L’ère du 49.3

En dégainant l’article 49 alinea 3 de la Constitution à plusieurs reprises en quelques jours à peine, le pouvoir macroniste signe son époque. Celle du néolibéralisme autoritaire. Cet article constitutionnel est une brutalité antiparlementaire, donc antidémocratique. Il permet en effet au gouvernement de faire adopter un texte par l’Assemblée sans vote de celle-ci ! La seule manière de rejeter le texte est alors l’adoption d’une motion de censure renversant le gouvernement.

Refuser à chaque fois le 49.3 est la moindre des choses pour qui est attaché à la démocratie parlementaire. Car cet article dépossède les députés de leur - déjà trop maigre - pouvoir. A ce titre, les applaudissements des députés macronistes à l’annonce du recours au 49.3 sont stupéfiants. Que vaut un député qui se réjouit d’être privé de vote ? Que vaut un parlement qui se réjouit ou s’accommode d’être dessaisi ? A quoi bon alors garder un parlement ?

Oui, chercher à renverser le gouvernement c’est, dans la monarchie présidentielle, risquer la dissolution de l’Assemblée par le président en représailles. Et alors ? Le camp de la gauche est historiquement celui de la souveraineté populaire contre le droit de veto du roi. Elle ne doit en aucun cas avoir peur de retourner aux urnes sauf à accepter le véto du monarque présidentiel sur les choix de l’Assemblée. Ce serait une régression de 230 ans et un renoncement à sa première raison d’être.

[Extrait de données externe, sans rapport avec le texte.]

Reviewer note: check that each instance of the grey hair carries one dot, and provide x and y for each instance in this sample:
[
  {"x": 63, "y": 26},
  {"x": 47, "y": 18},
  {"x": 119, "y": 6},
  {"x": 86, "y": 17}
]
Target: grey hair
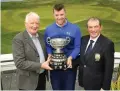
[
  {"x": 94, "y": 19},
  {"x": 32, "y": 14}
]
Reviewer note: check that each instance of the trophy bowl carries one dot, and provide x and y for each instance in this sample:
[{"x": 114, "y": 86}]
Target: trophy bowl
[
  {"x": 58, "y": 43},
  {"x": 59, "y": 59}
]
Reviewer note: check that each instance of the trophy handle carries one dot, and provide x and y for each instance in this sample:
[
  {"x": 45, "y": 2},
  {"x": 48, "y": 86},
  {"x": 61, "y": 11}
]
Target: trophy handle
[
  {"x": 48, "y": 40},
  {"x": 67, "y": 40}
]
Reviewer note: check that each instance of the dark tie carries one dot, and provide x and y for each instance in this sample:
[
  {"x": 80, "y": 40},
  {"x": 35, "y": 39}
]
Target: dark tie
[{"x": 89, "y": 47}]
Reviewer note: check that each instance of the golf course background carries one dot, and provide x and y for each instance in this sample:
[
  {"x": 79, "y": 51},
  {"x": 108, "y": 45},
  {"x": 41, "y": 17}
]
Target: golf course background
[{"x": 78, "y": 11}]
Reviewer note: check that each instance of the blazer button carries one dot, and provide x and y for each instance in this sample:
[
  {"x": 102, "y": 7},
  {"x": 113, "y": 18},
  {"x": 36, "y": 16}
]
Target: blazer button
[{"x": 84, "y": 66}]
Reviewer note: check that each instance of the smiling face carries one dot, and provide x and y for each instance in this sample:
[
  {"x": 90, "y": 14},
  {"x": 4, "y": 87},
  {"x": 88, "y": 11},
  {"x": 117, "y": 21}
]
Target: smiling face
[
  {"x": 94, "y": 28},
  {"x": 32, "y": 24},
  {"x": 60, "y": 17}
]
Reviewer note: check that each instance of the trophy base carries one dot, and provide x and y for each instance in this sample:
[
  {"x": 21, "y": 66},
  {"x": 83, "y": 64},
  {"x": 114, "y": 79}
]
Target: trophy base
[{"x": 58, "y": 65}]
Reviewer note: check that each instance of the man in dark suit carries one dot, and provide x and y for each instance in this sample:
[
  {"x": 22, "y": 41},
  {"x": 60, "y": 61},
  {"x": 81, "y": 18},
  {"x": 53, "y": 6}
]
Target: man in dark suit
[
  {"x": 96, "y": 58},
  {"x": 29, "y": 56}
]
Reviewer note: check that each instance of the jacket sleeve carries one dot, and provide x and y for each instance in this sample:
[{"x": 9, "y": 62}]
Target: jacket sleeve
[
  {"x": 20, "y": 59},
  {"x": 109, "y": 65}
]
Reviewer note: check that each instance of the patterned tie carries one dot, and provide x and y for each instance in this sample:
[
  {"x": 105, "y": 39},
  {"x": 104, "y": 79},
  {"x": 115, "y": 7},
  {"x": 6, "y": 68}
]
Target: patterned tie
[{"x": 89, "y": 47}]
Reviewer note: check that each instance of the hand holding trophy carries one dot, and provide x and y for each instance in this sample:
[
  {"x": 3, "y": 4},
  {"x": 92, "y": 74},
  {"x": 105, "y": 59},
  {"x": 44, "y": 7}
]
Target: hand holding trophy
[{"x": 58, "y": 58}]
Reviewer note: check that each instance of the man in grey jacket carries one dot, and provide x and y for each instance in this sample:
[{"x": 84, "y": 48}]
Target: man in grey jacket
[{"x": 29, "y": 56}]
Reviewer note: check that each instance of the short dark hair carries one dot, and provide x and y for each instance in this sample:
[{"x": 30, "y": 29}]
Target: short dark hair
[
  {"x": 94, "y": 19},
  {"x": 58, "y": 7}
]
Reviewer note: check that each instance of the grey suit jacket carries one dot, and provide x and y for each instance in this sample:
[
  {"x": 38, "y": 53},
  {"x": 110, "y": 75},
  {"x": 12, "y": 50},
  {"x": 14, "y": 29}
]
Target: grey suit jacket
[{"x": 27, "y": 60}]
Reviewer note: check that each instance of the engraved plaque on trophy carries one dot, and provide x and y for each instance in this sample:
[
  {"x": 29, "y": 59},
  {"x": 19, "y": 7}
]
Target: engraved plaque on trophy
[{"x": 59, "y": 59}]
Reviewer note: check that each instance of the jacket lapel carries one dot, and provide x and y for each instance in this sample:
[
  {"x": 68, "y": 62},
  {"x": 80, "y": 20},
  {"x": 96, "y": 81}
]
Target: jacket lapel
[
  {"x": 97, "y": 45},
  {"x": 41, "y": 40},
  {"x": 83, "y": 48}
]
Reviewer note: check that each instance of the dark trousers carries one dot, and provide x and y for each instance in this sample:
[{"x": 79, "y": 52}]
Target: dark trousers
[
  {"x": 41, "y": 82},
  {"x": 63, "y": 79}
]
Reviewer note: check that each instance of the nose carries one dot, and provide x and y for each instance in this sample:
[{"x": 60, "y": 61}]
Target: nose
[
  {"x": 34, "y": 25},
  {"x": 93, "y": 29}
]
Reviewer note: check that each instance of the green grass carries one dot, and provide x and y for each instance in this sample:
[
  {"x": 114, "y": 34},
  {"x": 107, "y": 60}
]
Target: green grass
[{"x": 13, "y": 14}]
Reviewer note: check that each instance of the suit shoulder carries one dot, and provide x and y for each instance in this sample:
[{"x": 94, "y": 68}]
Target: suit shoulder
[
  {"x": 85, "y": 37},
  {"x": 107, "y": 40}
]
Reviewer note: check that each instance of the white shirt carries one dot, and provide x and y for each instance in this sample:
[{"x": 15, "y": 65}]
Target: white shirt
[{"x": 95, "y": 39}]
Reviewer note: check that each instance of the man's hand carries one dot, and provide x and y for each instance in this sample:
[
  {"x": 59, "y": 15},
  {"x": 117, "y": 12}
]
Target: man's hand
[
  {"x": 45, "y": 65},
  {"x": 101, "y": 89},
  {"x": 69, "y": 62}
]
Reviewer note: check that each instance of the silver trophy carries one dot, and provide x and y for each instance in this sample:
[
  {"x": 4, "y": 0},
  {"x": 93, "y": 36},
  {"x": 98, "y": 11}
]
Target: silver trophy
[{"x": 59, "y": 59}]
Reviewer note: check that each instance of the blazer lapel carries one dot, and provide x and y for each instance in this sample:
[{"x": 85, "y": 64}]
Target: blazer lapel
[
  {"x": 41, "y": 40},
  {"x": 29, "y": 40},
  {"x": 83, "y": 48},
  {"x": 97, "y": 45}
]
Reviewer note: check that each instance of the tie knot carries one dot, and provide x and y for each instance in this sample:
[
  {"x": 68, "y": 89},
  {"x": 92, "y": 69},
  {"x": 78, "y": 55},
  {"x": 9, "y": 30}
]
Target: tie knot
[{"x": 91, "y": 41}]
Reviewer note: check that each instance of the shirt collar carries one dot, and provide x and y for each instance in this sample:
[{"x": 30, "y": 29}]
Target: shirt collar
[
  {"x": 33, "y": 36},
  {"x": 63, "y": 25}
]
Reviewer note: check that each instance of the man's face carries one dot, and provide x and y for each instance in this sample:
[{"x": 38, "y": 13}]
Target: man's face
[
  {"x": 94, "y": 28},
  {"x": 60, "y": 17},
  {"x": 32, "y": 25}
]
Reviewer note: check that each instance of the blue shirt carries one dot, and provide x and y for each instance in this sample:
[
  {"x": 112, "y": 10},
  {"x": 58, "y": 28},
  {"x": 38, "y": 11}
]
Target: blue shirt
[{"x": 68, "y": 30}]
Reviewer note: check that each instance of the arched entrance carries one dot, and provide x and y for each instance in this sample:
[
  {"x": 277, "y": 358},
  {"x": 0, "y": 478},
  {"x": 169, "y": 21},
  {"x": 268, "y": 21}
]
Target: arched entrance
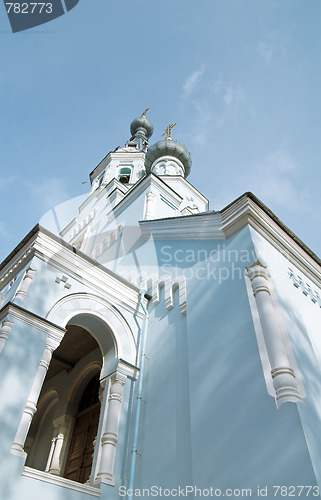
[
  {"x": 80, "y": 455},
  {"x": 61, "y": 441}
]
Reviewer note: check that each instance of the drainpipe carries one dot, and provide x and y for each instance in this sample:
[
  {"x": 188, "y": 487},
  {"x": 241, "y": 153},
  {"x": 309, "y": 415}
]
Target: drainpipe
[{"x": 139, "y": 392}]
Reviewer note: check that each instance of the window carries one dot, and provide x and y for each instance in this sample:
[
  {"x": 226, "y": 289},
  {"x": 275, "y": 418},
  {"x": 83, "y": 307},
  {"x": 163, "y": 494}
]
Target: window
[{"x": 124, "y": 175}]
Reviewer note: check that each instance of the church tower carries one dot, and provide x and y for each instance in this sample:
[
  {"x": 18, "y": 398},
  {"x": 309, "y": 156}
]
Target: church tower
[{"x": 150, "y": 346}]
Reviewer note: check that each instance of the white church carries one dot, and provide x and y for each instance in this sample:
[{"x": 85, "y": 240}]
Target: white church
[{"x": 152, "y": 346}]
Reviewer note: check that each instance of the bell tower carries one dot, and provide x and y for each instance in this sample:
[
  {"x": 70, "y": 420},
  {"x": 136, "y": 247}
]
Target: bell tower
[{"x": 125, "y": 164}]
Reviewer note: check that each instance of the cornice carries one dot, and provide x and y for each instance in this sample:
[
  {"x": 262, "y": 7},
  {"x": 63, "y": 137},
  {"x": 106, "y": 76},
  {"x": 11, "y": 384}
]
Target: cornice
[
  {"x": 69, "y": 260},
  {"x": 89, "y": 272},
  {"x": 31, "y": 319},
  {"x": 247, "y": 210},
  {"x": 198, "y": 226}
]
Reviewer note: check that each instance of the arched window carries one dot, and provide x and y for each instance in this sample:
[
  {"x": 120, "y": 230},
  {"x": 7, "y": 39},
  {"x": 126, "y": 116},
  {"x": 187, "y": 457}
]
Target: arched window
[
  {"x": 124, "y": 175},
  {"x": 61, "y": 437}
]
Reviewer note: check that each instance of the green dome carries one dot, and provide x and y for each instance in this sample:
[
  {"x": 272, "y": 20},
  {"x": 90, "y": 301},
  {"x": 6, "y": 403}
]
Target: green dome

Il est particulièrement symptomatique que le 49.3 soit utilisé pour faire adopter les textes budgétaires. Car dans l’Histoire, la bataille pour le consentement à l’impôt est fondatrice de la démocratie. En 1776, c’est au cri de « pas d’impôt sans représentation » que se fait la révolution américaine. En 1789, c’est la convocation par Louis XVI des Etats-généraux pour régler les difficultés budgétaires du royaume qui débouche sur la Révolution française.

Les 49.3 macronistes ne sont pas anecdotiques. Ils s’inscrivent pleinement dans le cycle néolibéral-autoritaire européen. Commencé par la négation des votes populaires des Français et Hollandais de 2005, il s’est poursuivi par l’écrasement de la Grèce par la Banque centrale européenne et l’UE. C’est ce cycle qui fut résumé en 2015 par le président de la Commission européenne Jean-Claude Juncker affirmant qu’il n’y a « pas de démocratie possible contre les traités européens ». En France, les derniers recours au 49.3 portent sur les réformes du marché du travail (loi Macron, loi El-Khomri), la réforme des retraites de 2020, et donc sur des budgets d’austérité. Refuser le 49.3, c’est aussi refuser ce régime austéritaire.

Au moment où Emmanuel Macron prépare une offensive sans précédent avec le report de l’âge de la retraite à 65 ans, l’heure est à encourager la contestation de sa politique injuste, autoritaire et climaticide. Il faut donc assumer que l’objectif est de mettre la macronie hors d’état de nuire par tous les moyens légaux à disposition. C’est-à-dire donner le signal du combat social et démocratique.